Apple has introduced a new reward for itself, namely an extra fee that app makers have to pay when they have achieved more than 1 million downloads per year. And that fee is not bad: 50 cents for every download that exceeds 1 million. The EU has expressed its cautious assessment of these practices. Competition officer at the EU, Margrethe Vestager, says no Reuters: “There are things we are very interested in, such as whether Apple’s new fee structure does not de facto make it attractive in any way to take advantage of the benefits of the DMA. We’re going to investigate things like that.”

Apple and the EU

The ultimate question is to what extent the EU can take legal action on this. Of course, Apple is not crazy: it has probably found an army of the best lawyers to fully investigate the DMA and take advantage of all the loopholes in the law. The EU may not like the fact that Apple is therefore not attractive when it comes to the DMA, but if it basically complies with all legislation, it probably cannot do much about it. That would be a shame, because the DMA is there to limit the power of large tech companies.

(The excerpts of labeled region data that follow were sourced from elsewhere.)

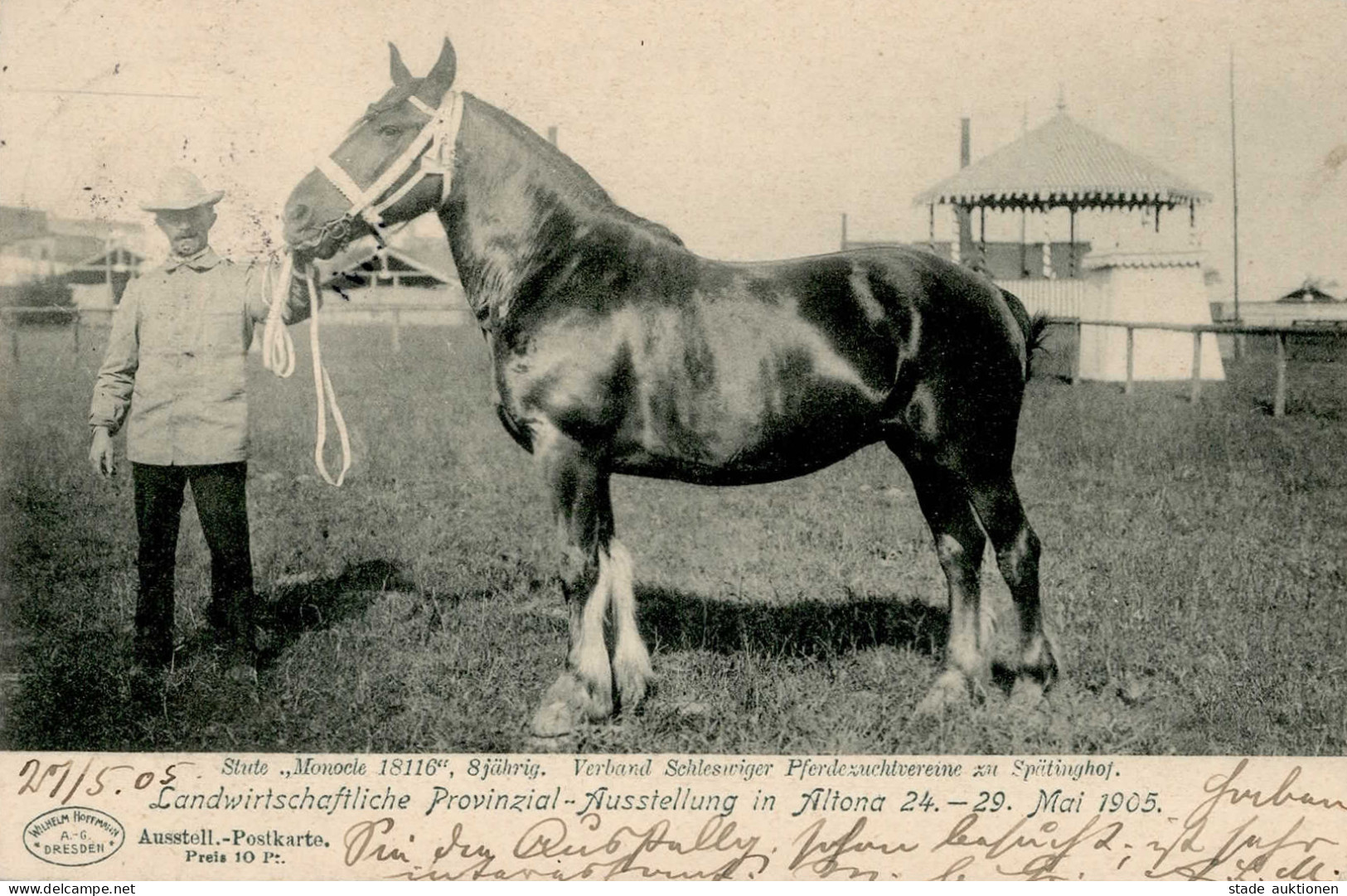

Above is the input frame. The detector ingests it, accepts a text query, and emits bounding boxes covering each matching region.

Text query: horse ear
[426,38,458,97]
[388,41,412,88]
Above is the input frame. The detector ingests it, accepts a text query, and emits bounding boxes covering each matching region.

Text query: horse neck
[439,94,679,326]
[438,95,562,321]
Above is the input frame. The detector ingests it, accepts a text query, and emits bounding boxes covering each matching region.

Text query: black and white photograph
[0,0,1347,756]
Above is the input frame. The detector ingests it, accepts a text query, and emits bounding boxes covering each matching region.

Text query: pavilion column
[978,205,987,269]
[1067,205,1076,278]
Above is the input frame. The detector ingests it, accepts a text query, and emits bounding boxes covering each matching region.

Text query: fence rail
[1048,317,1347,416]
[10,304,1347,416]
[0,302,469,360]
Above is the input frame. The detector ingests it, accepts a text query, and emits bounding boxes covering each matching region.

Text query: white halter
[318,90,463,235]
[263,90,463,487]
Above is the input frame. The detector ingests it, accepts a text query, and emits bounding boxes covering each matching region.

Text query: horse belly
[612,311,884,485]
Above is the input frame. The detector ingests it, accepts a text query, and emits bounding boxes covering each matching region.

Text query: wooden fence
[0,303,469,361]
[10,304,1347,416]
[1048,317,1347,416]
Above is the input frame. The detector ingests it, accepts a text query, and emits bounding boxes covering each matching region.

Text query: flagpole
[1230,45,1239,321]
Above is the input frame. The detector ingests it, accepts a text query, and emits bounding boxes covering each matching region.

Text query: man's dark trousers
[131,461,254,666]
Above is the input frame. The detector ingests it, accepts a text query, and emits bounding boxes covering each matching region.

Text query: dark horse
[284,41,1058,736]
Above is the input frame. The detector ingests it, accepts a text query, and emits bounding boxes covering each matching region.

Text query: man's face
[155,205,216,259]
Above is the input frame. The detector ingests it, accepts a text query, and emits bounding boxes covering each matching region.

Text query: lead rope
[261,254,351,487]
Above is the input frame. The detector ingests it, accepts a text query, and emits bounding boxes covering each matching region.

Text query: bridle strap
[317,90,463,233]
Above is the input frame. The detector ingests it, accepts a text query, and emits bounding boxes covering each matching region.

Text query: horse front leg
[532,427,617,737]
[971,472,1058,698]
[599,538,653,711]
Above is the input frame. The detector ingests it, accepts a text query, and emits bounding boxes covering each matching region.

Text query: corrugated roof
[914,112,1211,207]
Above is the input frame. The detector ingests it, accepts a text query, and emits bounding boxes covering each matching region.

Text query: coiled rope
[261,254,351,487]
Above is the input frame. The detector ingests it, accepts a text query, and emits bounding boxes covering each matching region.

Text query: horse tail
[1001,289,1049,381]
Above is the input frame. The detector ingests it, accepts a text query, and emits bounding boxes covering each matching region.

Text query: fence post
[1188,330,1202,404]
[1272,333,1286,416]
[1071,319,1080,385]
[1122,326,1136,395]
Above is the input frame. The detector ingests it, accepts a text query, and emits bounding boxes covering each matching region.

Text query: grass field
[0,317,1347,754]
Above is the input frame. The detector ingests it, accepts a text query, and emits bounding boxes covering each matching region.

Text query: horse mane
[463,93,683,245]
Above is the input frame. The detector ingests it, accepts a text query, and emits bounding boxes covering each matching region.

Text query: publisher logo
[23,806,127,866]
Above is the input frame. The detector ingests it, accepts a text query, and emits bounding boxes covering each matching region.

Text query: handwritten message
[0,753,1347,878]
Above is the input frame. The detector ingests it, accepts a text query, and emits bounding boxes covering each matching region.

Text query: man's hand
[89,426,117,478]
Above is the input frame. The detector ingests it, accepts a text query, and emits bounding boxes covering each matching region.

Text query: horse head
[284,38,462,259]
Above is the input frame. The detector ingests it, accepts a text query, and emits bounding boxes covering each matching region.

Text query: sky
[0,0,1347,301]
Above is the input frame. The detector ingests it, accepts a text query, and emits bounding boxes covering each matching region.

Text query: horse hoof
[1010,675,1044,710]
[613,655,655,713]
[530,672,613,737]
[916,668,971,718]
[524,736,577,753]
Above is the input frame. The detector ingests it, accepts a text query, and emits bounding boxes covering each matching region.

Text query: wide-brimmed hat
[140,168,225,211]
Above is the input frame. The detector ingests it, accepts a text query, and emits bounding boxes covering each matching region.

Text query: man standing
[89,168,308,678]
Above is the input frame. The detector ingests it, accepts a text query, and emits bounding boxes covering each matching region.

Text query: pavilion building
[916,103,1224,380]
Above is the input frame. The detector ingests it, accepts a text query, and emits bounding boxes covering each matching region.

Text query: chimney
[954,119,976,264]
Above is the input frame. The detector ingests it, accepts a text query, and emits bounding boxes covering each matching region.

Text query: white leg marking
[569,552,613,717]
[611,539,653,710]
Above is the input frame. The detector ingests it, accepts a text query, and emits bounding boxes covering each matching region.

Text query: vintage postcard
[0,0,1347,878]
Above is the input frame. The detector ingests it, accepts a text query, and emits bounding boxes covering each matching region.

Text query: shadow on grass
[0,560,411,750]
[636,584,950,657]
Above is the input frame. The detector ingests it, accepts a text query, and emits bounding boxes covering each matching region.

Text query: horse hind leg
[599,539,653,711]
[889,442,991,715]
[531,429,622,737]
[970,472,1058,694]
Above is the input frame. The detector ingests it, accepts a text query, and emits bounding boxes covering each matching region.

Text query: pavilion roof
[914,112,1211,209]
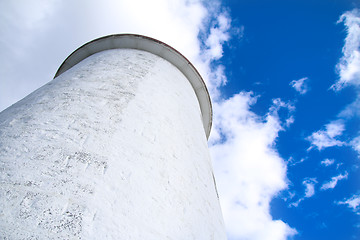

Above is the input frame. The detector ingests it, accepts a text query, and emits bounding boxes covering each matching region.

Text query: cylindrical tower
[0,34,226,240]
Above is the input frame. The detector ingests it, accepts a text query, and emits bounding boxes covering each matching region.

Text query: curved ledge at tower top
[54,34,212,138]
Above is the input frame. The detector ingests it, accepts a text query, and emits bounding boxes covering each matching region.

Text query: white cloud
[350,136,360,155]
[0,0,296,240]
[210,92,296,240]
[332,9,360,90]
[290,77,309,95]
[336,195,360,214]
[287,157,307,167]
[306,120,345,150]
[289,178,317,207]
[321,172,349,190]
[321,158,335,167]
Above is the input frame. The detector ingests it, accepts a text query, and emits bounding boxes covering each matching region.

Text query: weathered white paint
[0,46,226,240]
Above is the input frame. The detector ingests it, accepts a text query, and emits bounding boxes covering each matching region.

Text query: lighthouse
[0,34,226,240]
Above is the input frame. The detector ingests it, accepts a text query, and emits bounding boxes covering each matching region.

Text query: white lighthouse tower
[0,34,226,240]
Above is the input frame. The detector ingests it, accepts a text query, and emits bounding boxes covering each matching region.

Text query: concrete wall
[0,49,226,240]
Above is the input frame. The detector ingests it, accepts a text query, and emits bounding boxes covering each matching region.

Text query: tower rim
[54,33,212,138]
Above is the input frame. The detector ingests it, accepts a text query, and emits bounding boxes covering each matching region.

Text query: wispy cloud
[321,158,335,167]
[306,120,345,150]
[321,172,349,190]
[289,178,317,207]
[210,92,296,240]
[307,9,360,158]
[332,9,360,91]
[336,194,360,215]
[290,77,309,95]
[0,0,296,240]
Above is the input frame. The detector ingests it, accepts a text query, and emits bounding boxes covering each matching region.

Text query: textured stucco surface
[0,49,225,240]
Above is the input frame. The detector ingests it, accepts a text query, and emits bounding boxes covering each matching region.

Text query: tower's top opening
[54,34,212,137]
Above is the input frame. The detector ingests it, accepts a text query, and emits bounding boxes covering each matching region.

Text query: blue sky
[0,0,360,240]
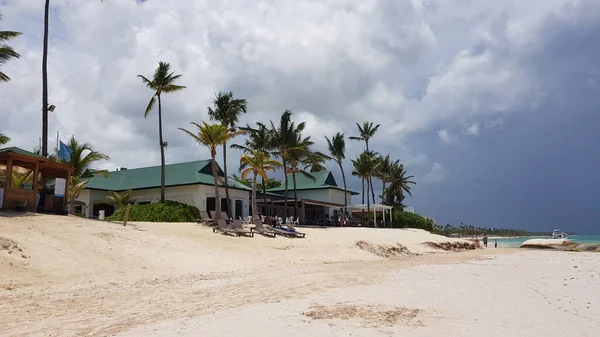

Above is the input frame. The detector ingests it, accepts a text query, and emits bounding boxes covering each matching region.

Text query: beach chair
[196,211,213,225]
[250,219,277,237]
[271,227,306,238]
[232,220,254,237]
[213,219,240,236]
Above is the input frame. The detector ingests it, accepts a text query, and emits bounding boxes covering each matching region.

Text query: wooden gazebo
[0,147,73,213]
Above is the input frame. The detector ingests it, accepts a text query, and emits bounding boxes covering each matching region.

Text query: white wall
[77,185,250,218]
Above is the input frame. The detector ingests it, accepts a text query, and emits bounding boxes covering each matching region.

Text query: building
[77,159,251,218]
[267,171,359,223]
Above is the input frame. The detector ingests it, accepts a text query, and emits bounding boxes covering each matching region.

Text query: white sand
[0,215,600,336]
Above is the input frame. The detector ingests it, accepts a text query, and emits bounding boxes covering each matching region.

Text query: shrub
[392,210,433,232]
[106,200,200,222]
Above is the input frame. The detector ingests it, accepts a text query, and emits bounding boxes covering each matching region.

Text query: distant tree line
[434,224,556,236]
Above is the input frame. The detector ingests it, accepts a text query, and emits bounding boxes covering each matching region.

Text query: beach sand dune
[0,215,596,336]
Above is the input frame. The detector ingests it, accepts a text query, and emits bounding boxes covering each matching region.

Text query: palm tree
[138,61,185,203]
[384,164,417,208]
[325,132,350,216]
[230,122,273,215]
[270,110,306,218]
[240,150,281,220]
[106,190,133,211]
[352,151,379,223]
[49,136,110,214]
[286,132,315,221]
[0,133,10,145]
[375,154,400,202]
[349,122,380,203]
[179,122,245,219]
[0,14,21,82]
[208,91,248,217]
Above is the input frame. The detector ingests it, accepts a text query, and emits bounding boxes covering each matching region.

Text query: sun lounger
[271,227,306,238]
[250,219,277,237]
[213,219,240,236]
[232,220,254,237]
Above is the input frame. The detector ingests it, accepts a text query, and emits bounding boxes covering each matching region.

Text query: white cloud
[422,163,447,183]
[438,129,454,144]
[463,123,479,136]
[0,0,584,180]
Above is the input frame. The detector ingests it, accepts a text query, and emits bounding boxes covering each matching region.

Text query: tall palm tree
[138,61,185,203]
[270,110,306,218]
[286,132,315,221]
[325,132,350,216]
[0,133,10,145]
[384,164,417,208]
[179,122,245,219]
[208,91,248,217]
[230,122,273,215]
[374,154,400,203]
[0,13,21,82]
[352,151,379,222]
[349,122,380,203]
[240,150,281,220]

In any case, the EU is busy with it: it is also further investigating whether Meta is adhering to it. That is on another level, namely that of advertisements, age and freedom of choice, but above all that the subscription prices for people who do not want to see advertisements (and especially do not want to be tracked) are very high. Meta has said it wants to halve subscription prices, but the question is whether that is enough for the EU.

Tech companies tackled

It was already expected that the Digital Markets Act would cause a major stir in the tech world, but the fact that not all tech companies seem to be equally cautious about it has started many interesting discussions. And now the main question is to what extent the EU may have an opinion about this, or whether the laws and regulations are actually followed.